Otro elemento presente es la droga y el alcohol que consume cerca del 30% de los menores infractores de la ley. En entrevistas a niños y adolescentes en rehabilitación recogidas en el documento Jóvenes Infractores de Ley y Centros de Rehabilitación publicado por el Servicio Nacional de Menores, Sename, nos encontramos con historias familiares marcadas por acontecimientos de violencia material, social y situaciones de pobreza que se traducen en sentimientos de inseguridad, abandono y en conductas agresivas e impulsivas.


La Familia del Menor Infractor

Frente a esta realidad, surge la importancia de la familia como la principal instancia de protección, resolución de necesidades básicas, socialización y educación de los niños. Por ello, es fundamental que los programas de rehabilitación de estos jóvenes contabilicen sus características comunes y prioricen el rol de la familia en su metodología.
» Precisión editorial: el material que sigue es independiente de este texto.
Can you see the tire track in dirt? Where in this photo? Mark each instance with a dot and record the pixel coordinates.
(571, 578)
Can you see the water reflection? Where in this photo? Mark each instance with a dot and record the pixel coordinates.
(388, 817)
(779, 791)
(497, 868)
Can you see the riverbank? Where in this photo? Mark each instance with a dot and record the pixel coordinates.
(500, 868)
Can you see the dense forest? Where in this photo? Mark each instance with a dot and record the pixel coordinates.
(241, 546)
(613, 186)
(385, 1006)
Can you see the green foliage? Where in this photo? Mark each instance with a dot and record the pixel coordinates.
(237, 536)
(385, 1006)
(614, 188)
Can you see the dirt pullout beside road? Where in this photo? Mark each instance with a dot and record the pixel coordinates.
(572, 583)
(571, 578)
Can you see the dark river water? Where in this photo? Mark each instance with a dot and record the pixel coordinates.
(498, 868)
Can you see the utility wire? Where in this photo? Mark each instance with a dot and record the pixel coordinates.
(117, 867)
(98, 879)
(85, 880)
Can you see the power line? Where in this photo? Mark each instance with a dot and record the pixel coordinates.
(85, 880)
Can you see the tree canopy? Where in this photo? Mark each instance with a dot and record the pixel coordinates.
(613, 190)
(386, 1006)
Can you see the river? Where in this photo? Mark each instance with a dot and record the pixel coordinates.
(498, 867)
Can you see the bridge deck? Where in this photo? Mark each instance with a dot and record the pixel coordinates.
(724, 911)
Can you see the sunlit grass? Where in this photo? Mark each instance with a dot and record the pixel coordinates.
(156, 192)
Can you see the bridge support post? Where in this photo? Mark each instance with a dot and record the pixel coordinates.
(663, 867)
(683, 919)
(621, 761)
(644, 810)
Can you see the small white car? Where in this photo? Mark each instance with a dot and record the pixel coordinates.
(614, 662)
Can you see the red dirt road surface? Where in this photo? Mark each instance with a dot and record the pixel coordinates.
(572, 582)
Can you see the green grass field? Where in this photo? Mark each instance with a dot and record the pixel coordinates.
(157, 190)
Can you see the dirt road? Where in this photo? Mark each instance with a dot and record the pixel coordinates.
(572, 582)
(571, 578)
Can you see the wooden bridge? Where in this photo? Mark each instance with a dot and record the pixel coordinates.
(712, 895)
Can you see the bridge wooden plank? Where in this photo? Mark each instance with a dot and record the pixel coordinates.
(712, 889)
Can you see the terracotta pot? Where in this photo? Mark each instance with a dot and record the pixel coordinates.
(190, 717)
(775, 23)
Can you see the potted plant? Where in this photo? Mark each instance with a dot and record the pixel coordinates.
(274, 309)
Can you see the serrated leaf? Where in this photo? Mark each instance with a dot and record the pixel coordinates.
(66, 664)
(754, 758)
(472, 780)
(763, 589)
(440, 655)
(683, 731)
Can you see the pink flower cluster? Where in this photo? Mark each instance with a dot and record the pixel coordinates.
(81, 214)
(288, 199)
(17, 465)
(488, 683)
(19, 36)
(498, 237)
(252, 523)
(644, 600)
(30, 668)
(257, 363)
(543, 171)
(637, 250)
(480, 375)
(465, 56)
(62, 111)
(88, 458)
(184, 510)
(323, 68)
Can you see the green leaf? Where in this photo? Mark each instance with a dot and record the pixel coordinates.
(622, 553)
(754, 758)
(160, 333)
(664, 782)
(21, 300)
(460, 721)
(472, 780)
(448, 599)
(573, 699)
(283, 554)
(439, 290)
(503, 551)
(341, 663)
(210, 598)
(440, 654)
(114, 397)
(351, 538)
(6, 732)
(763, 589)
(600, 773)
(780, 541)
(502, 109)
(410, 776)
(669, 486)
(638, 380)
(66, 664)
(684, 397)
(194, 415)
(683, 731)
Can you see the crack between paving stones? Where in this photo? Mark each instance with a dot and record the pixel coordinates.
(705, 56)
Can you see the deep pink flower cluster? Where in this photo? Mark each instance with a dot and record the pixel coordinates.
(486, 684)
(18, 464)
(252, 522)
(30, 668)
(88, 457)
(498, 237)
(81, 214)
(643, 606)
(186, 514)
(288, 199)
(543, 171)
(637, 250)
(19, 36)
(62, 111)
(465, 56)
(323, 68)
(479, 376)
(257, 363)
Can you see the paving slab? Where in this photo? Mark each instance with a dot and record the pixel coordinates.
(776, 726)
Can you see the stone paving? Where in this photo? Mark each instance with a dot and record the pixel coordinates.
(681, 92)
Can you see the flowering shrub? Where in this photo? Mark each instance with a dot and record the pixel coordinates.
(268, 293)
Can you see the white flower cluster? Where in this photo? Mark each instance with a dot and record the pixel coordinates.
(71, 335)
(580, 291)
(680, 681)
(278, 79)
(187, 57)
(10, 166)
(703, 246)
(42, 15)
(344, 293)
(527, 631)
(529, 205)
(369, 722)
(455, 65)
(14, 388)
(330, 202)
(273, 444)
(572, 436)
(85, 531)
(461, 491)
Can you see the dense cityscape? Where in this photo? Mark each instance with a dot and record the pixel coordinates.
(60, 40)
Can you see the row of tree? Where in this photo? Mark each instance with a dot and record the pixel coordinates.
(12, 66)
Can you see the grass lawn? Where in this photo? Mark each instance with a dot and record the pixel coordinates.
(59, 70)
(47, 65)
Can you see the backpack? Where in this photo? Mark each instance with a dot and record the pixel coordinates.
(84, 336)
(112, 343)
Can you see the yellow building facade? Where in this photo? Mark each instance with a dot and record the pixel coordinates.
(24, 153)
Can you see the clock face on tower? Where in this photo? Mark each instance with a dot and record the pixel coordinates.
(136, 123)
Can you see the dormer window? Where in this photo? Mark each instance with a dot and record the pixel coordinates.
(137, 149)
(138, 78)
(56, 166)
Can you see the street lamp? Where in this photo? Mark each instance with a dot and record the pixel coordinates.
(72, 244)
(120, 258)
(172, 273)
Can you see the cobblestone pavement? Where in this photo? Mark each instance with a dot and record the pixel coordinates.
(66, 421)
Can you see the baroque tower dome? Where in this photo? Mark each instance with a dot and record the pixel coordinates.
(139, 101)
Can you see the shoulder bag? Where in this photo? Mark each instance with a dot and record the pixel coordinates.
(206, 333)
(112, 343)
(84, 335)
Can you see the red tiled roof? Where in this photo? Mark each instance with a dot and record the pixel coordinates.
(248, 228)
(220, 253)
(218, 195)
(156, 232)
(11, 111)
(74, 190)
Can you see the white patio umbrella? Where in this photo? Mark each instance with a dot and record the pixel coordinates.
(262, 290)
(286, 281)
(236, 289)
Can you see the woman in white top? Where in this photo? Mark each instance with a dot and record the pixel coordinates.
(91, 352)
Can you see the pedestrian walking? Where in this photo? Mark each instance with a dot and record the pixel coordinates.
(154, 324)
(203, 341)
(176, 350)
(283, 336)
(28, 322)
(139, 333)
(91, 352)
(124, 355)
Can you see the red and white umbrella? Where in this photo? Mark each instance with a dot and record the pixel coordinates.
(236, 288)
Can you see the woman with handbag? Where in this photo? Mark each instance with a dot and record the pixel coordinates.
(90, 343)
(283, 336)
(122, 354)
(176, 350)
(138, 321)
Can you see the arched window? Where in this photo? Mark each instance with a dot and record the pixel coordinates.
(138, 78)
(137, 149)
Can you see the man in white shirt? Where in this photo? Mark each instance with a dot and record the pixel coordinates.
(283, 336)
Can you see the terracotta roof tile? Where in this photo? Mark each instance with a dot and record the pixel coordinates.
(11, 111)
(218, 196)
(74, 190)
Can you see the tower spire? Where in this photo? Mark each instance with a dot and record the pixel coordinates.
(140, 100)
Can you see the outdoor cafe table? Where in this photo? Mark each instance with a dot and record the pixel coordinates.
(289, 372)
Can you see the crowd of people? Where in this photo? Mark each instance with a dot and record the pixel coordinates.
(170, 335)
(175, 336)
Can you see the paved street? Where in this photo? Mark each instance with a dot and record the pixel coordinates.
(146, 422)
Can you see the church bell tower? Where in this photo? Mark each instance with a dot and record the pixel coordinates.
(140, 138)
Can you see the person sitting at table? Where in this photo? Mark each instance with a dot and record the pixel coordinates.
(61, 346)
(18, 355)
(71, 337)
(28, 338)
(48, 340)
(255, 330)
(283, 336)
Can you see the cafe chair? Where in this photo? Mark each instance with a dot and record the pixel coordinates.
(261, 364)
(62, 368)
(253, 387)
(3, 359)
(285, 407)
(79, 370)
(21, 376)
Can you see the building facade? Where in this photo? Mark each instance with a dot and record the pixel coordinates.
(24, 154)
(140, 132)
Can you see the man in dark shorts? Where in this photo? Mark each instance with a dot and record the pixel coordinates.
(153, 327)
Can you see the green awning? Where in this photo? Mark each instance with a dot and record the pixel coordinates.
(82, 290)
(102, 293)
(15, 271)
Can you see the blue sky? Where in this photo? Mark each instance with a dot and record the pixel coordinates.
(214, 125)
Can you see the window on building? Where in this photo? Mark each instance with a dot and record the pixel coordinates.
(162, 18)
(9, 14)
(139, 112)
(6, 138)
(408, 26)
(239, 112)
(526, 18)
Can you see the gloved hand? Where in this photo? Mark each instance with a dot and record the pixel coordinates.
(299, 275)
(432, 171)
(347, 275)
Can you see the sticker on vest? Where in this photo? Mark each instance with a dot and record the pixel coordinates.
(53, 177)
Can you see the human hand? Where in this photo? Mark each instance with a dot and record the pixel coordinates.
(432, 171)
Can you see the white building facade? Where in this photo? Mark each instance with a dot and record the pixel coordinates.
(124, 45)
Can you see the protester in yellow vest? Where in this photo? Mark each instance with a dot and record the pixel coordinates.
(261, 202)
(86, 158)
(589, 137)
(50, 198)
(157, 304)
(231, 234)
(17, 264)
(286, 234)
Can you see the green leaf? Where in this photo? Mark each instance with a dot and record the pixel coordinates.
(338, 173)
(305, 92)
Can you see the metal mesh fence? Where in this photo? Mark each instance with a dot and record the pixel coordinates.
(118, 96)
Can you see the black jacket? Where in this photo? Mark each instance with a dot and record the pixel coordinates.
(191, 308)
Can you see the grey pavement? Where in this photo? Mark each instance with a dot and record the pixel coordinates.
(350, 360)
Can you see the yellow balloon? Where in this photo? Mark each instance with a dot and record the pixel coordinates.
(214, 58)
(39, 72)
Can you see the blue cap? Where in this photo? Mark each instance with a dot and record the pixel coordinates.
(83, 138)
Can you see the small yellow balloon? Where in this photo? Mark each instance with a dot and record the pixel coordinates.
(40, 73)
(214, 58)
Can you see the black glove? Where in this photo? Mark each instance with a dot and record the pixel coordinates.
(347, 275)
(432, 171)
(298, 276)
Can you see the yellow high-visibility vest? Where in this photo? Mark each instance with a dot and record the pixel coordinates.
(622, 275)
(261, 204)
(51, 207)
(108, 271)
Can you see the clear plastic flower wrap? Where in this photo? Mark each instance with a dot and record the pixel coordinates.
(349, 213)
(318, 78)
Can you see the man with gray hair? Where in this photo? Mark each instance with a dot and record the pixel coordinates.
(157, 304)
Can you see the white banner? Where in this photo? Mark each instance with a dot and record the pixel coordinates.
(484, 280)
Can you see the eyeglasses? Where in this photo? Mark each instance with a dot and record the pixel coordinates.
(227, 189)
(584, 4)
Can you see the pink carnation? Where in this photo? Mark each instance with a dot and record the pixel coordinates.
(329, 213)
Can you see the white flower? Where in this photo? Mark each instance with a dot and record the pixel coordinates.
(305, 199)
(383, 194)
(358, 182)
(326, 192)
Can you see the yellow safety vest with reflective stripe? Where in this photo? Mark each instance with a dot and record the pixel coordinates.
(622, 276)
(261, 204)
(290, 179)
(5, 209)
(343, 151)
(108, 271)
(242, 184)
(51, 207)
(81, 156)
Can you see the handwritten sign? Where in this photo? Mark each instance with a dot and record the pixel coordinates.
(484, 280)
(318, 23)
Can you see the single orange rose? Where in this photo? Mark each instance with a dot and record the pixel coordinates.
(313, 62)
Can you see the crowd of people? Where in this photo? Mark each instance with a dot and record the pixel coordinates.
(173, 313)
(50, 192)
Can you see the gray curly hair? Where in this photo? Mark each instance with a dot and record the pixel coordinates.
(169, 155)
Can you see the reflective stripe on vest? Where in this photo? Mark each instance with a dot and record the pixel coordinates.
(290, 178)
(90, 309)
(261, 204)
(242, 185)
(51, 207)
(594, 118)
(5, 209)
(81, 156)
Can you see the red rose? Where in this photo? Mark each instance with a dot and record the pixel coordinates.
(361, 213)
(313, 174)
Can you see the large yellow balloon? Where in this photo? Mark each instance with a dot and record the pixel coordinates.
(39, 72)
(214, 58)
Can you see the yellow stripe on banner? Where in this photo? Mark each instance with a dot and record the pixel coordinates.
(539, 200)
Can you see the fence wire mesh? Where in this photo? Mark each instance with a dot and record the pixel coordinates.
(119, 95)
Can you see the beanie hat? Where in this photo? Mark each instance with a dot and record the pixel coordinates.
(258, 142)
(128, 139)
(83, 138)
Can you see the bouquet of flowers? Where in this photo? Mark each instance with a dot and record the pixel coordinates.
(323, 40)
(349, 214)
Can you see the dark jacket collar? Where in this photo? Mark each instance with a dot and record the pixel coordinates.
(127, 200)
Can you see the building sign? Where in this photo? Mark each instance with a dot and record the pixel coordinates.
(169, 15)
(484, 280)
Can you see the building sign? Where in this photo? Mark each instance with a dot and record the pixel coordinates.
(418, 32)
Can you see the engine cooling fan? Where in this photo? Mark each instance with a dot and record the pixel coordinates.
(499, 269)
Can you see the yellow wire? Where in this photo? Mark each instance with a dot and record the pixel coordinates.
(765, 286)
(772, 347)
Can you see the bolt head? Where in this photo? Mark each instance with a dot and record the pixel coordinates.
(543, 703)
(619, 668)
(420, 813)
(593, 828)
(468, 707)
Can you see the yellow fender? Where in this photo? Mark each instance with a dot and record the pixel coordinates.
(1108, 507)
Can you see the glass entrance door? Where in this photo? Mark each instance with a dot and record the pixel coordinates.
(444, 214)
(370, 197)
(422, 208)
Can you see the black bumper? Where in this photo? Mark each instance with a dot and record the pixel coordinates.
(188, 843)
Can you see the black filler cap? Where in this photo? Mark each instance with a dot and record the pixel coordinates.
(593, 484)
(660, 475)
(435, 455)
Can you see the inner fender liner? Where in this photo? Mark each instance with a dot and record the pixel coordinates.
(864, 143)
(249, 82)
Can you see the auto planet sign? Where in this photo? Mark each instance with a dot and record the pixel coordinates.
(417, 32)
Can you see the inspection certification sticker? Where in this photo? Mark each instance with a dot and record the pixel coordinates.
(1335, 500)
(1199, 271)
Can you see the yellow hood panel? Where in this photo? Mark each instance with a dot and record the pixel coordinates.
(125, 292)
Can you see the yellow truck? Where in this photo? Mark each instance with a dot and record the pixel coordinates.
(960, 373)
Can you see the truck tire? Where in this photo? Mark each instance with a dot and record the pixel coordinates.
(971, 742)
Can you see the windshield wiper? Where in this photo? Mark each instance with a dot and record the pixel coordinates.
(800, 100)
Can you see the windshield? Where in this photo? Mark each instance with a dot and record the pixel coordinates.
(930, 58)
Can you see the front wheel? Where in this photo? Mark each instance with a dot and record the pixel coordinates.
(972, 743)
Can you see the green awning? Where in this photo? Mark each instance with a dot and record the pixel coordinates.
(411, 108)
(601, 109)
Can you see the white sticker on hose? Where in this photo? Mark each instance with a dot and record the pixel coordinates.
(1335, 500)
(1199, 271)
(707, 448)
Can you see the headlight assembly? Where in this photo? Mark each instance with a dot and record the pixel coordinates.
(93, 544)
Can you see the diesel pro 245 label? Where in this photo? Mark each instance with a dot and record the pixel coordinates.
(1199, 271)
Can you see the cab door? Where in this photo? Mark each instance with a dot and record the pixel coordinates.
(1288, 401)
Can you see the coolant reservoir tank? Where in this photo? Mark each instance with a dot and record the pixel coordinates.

Un estudio realizado por Teresa Llanos y Anne Sinclair, señala que un patrón existente en las familias de jóvenes infractores de ley, es la inestabilidad en todos los ámbitos de la vida, siendo relevante la precariedad socioeconómica. Para ambas especialistas, en ellas se controla el comportamiento presente de los hijos más que guiar su futuro, hay inconsistencia y escasa claridad de la reacción parental frente a su conducta, se puede castigar o ignorar la misma conducta en diferentes momentos, lo que dificulta la internalización de reglas de comportamiento y, en último término, de autocontrol. Además, las manifestaciones afectivas son escasas y la comunicación verbal es vaga, siendo muchas veces acompañada de violencia física o sicológica.

Otro factor importante que destaca Jay Haley en su libro Terapia para Resolver Problemas, es que entre los padres no hay acuerdo previo respecto a las normas, por tanto, se produce un debilitamiento o descalificación mutua frente al menor, lo que crea un ordenamiento jerárquico confuso que le genera severos problemas conductuales.